Firekeeper's Daughter, by Angeline Boulley

Eighteen-year-old Daunis Fontaine has never quite fit in, both at home and on the nearby Ojibwe reservation she was raised on. She doesn't want to disappoint her family by looking off from her dream of boarding school, but when tragedy strikes unexpectedly it complicates everything.

The only bright spot is meeting Jamie, a charming new recruit on her brother Levi's hockey team helps Daunis feel at ease with starting a new chapter of her life far away from home.

Young Adult Fantasy & Science Fiction category

Our Selection

Lore, by Alexandra Bracken

Every 7 years, the Agon begins…

As a way of imposing punishment for a past rebellion, nine Greek gods are forced to walk the earth as mortals, hunted down by descendants of ancient bloodlines all yearning to avenge a family member's murder at the hands of a rival line, or seize their divine power and immortality.

An easy, mythological, young adult novel to read. This book does not end in a cliffhanger and I think that's great because I don't like it when novels leave you hanging. It was a very well-constructed story and I enjoyed reading it!


Rule of Wolves, by Leigh Bardugo

When I first met Nikolai in Shadow and Bone, I really enjoyed his character. He’s another one of those characters I just feel like I know as if he were a friend. Having the opportunity to continue my journey with him felt very natural because of how much growth he has shown from the first novel to this one. The themes of love, strength and redemption run tightly through both books even though they probably don’t feel particularly strong or pronounced. Nina is a phenomenal character who goes through some incredible growth throughout her journey in this novel.

Here I sit, so torn as how to rate this book in its entirety. I liked it, but I didn't love it. As hard as I tried to put aside the distractions that marred my reading experience and enjoy this story for what it was, there were just too many off-kilter moments for me to really want to stay invested in the characters and plot of this one.

Middle Grade & Children's category

Our Selection

Eyes That Kiss in the Corners, by Joanna Ho

A Chinese girl notices that her eyes look different from her peers'. They have big, round eyes and long lashes just like her mother's and grandmother's.

She realizes that her eyes are like those of the women in her family who were born with a gift, a blessing they treasure as something greater than themselves.

This is a beautiful book written and illustrated. It's a great story for many cultures, not just Asian ones!

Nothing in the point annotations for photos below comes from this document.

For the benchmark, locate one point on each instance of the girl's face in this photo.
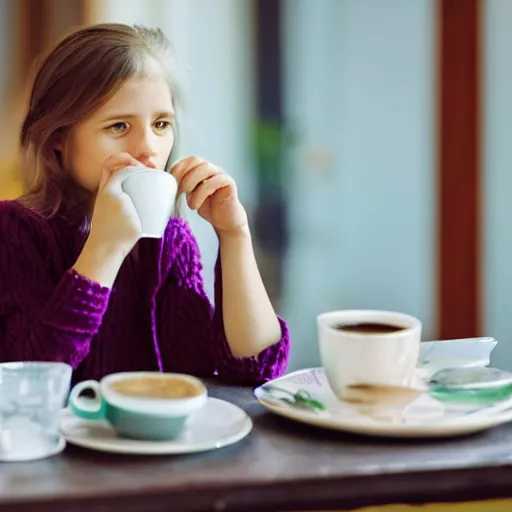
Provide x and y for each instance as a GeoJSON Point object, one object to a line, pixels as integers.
{"type": "Point", "coordinates": [137, 120]}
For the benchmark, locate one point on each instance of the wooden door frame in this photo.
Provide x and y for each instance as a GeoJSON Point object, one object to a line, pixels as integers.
{"type": "Point", "coordinates": [459, 168]}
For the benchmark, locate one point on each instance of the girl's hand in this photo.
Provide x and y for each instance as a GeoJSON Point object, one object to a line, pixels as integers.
{"type": "Point", "coordinates": [212, 193]}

Daughter of the Deep, by Rick Riordan

Ana Dakkar is a freshman at Harding-Pencroft Academy, a five-year private school that has produced the highest percentage of graduate students accepted into the most prestigious marine programs in the world.

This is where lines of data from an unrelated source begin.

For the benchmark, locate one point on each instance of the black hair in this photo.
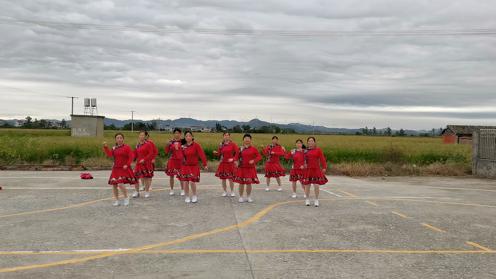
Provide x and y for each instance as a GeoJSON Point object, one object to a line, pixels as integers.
{"type": "Point", "coordinates": [183, 141]}
{"type": "Point", "coordinates": [177, 130]}
{"type": "Point", "coordinates": [119, 134]}
{"type": "Point", "coordinates": [311, 138]}
{"type": "Point", "coordinates": [302, 144]}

The school's philosophy revolves around an ongoing commitment to community service, and those who can't swim are required to participate in special remedial courses to become competent swimmers before graduation.

Professor Mint from Phoenix State University informs us that Land Institute and Harding-Pencroft have been going head to head for the past 160 years.

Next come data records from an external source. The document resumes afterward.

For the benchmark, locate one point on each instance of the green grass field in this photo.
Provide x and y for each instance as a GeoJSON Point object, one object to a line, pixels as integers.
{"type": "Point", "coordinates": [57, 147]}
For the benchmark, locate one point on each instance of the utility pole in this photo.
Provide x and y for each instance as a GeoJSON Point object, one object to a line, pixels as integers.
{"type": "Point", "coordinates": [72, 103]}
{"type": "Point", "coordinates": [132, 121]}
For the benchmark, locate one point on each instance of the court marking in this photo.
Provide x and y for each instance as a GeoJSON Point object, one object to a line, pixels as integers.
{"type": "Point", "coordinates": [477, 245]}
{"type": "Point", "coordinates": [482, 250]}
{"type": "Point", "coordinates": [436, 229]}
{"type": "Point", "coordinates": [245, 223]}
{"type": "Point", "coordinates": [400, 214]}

Every year, thousands of books that are published and become eligible for the Goodreads Choice Awards 2021. It is one of the most prestigious book awards worldwide, with many literary prizes to its name. Since we see a lot of familiar books on the list we always feel urge to share our opinion our “Goodreads Choice Awards winning titles”. But it's only one opinion at the end of the day.

This fall seventeen categories were showcased in Goodreads Choice Awards 2021. With the winner chosen by public votes, the final results have been published at the beginning of December. We would like to congratulate both to the winners and all books showcased in Goodreads Choice Awards 2021.